Les critiques de Première

  1. Première
    par Frédéric Foubert

    « Probablement le film le plus cool jamais tourné. » La citation qui trône sur fond jaune fluo en haut de l’affiche française de Baby Driver n’y va pas de main morte. Ah, tiens, elle est signée Première… Il faut croire que ce film nous excitait particulièrement. Ou qu’il tient extraordinairement bien ses promesses. Mais c’est un fait : depuis que Quentin Tarantino s’est enfermé dans une chambre d’hôtel d’Amsterdam pour écrire Pulp Fiction entre deux visites au coffee-shop du coin, aucun film n’avait été aussi méticuleusement et obsessionnellement guidé par l’idée du cool que cette petite histoire de getaway driver obsédé par son iPod. Les flingues, la musique, la vitesse, les pneus qui crissent, les balles qui tracent et les punchlines qui claquent : vous lirez ailleurs dans ce magazine (p. XX) la genèse de ce rutilant Baby, médité pendant plus de deux décennies et malaxant un savoir encyclopédique sur ce que le septième art peut proposer de plus aérien, fun, léger, volatil, divertissant, pop, glorieusement inconséquent. En un mot : cool. Quant à la concordance parfaite entre les ambitions démesurées d’Edgar Wright (tourner un film d’action entièrement pensé en fonction de sa bande-originale) et le résultat à l’écran (c’est aussi bien que ça en a l’air), elle place immédiatement Baby Driver dans une catégorie à part. Au nirvana d’une certaine idée du cinéma.

    Adrénaline
    Mais est-ce que ça suffit à en faire le prétendant ultime à la médaille d’or de la coolitude ? Ce film est-il réellement plus cool que Bullitt, Vanishing Point, Les Blues Brothers, Driver ou French Connection, pour citer quelques titres que Wright a programmés le mois dernier dans une rétrospective du British Film Institute intitulée « Car Car Land » ? Plus cool que Heat, Point Break et Reservoir Dogs, alias « la Sainte Trinité du film de casse 90’s », brandie comme totem cinéphile par le réalisateur de Shaun of the Dead dans une interview sur deux ? Peut-être. Peut-être pas. La question n’est pas vraiment là, en fait. C’est juste que c’est son ambition.
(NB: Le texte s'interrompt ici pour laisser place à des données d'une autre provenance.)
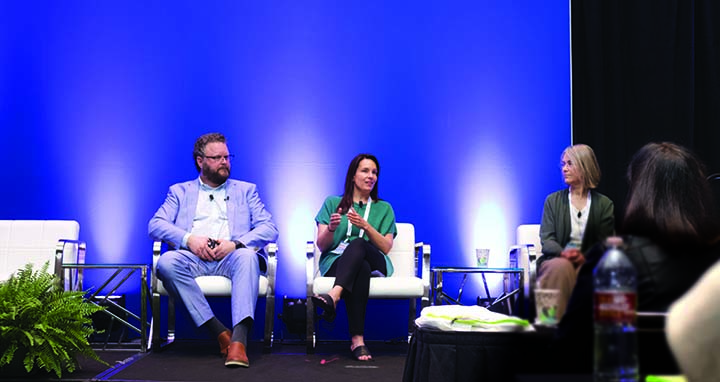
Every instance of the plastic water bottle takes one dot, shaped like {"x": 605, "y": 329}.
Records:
{"x": 615, "y": 301}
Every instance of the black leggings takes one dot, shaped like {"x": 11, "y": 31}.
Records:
{"x": 352, "y": 272}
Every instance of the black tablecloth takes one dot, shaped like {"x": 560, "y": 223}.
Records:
{"x": 436, "y": 356}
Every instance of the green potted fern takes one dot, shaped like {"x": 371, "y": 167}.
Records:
{"x": 42, "y": 324}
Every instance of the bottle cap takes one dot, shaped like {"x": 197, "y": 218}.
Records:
{"x": 614, "y": 241}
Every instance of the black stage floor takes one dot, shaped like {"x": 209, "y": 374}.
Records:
{"x": 190, "y": 361}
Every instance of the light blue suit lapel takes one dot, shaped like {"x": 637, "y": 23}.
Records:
{"x": 191, "y": 207}
{"x": 232, "y": 192}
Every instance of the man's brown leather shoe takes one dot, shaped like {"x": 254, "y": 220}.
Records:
{"x": 224, "y": 340}
{"x": 237, "y": 355}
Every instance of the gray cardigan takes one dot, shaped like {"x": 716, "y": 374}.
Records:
{"x": 555, "y": 226}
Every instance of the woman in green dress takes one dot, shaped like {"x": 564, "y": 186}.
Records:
{"x": 355, "y": 232}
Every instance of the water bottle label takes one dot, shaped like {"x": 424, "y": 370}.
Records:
{"x": 615, "y": 307}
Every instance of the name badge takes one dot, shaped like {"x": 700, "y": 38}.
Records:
{"x": 340, "y": 248}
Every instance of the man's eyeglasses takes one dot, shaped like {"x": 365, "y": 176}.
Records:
{"x": 216, "y": 158}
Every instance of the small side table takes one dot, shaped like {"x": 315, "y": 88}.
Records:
{"x": 122, "y": 272}
{"x": 440, "y": 296}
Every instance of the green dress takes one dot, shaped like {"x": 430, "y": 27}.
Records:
{"x": 382, "y": 218}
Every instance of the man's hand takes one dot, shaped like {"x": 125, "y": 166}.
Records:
{"x": 198, "y": 245}
{"x": 575, "y": 257}
{"x": 224, "y": 248}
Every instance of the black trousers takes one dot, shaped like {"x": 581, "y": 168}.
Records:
{"x": 352, "y": 272}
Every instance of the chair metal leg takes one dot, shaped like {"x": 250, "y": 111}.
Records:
{"x": 412, "y": 317}
{"x": 310, "y": 326}
{"x": 171, "y": 320}
{"x": 155, "y": 322}
{"x": 269, "y": 322}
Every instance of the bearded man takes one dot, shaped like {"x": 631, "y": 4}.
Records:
{"x": 215, "y": 226}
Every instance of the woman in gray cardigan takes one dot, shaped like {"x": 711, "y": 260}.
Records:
{"x": 574, "y": 219}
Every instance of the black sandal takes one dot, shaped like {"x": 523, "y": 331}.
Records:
{"x": 360, "y": 351}
{"x": 327, "y": 304}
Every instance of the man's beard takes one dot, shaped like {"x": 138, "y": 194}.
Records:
{"x": 215, "y": 176}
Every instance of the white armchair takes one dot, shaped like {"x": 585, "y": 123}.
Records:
{"x": 214, "y": 286}
{"x": 39, "y": 242}
{"x": 411, "y": 279}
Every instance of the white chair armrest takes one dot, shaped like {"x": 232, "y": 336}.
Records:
{"x": 309, "y": 267}
{"x": 71, "y": 279}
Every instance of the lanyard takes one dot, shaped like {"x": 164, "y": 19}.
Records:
{"x": 367, "y": 214}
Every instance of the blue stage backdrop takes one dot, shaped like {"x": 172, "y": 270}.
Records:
{"x": 466, "y": 105}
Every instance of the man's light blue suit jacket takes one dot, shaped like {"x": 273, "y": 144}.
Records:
{"x": 248, "y": 219}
Et que, pendant l’heure et les cinquante-trois minutes que durent le film, le pied que vous prendrez sera tel que vous oublierez tout sens de la mesure, comme il se doit quand on se fait un shoot d’adrénaline en plongeant la tête dans des enceintes crachotant un vieux punk des Damned. Dès la première scène, Baby (Ansel Elgort, exceptionnel James Dean de poche) secoue la tête dans sa voiture en écoutant sa chanson fétiche de Jon Spencer Blues Explosion pendant que ses camarades braquent une banque, avant d’appuyer sur le champignon pour aller jouer au chat et à la souris avec les flics sur la freeway d’Atlanta. La musique, les dialogues, le sound design : tout coagule dans un magma audio-visuel démentiel. On suit la scène en battant la mesure, un sourire jusqu’aux oreilles. Et ça durera comme ça jusqu’au bout. Contrairement à beaucoup des films cités ci-dessus, Baby Driver ne s’intéresse qu’au plaisir. On n’est pas chez Friedkin, Sarafian ou Michael Mann. Il n’y a pas de métaphysique ici, pas de commentaire sur l’époque, pas de conscience historique, rien à dire sur l’Amérique, le monde contemporain, voire les limites de vitesse drastiques en centre-ville ou même l’opposition vinyle / mp3 (Baby écoute indifféremment les deux). Ça ne veut pas dire que c’est un film idiot, ni même qu’il se refuse des thèmes graves ou un véritable ancrage émotionnel (il est question d’innocence perdue et de recherche effrénée d’harmonie) mais que son horizon est l’orgasme cinétique, le swing, la fluidité et la joie pure.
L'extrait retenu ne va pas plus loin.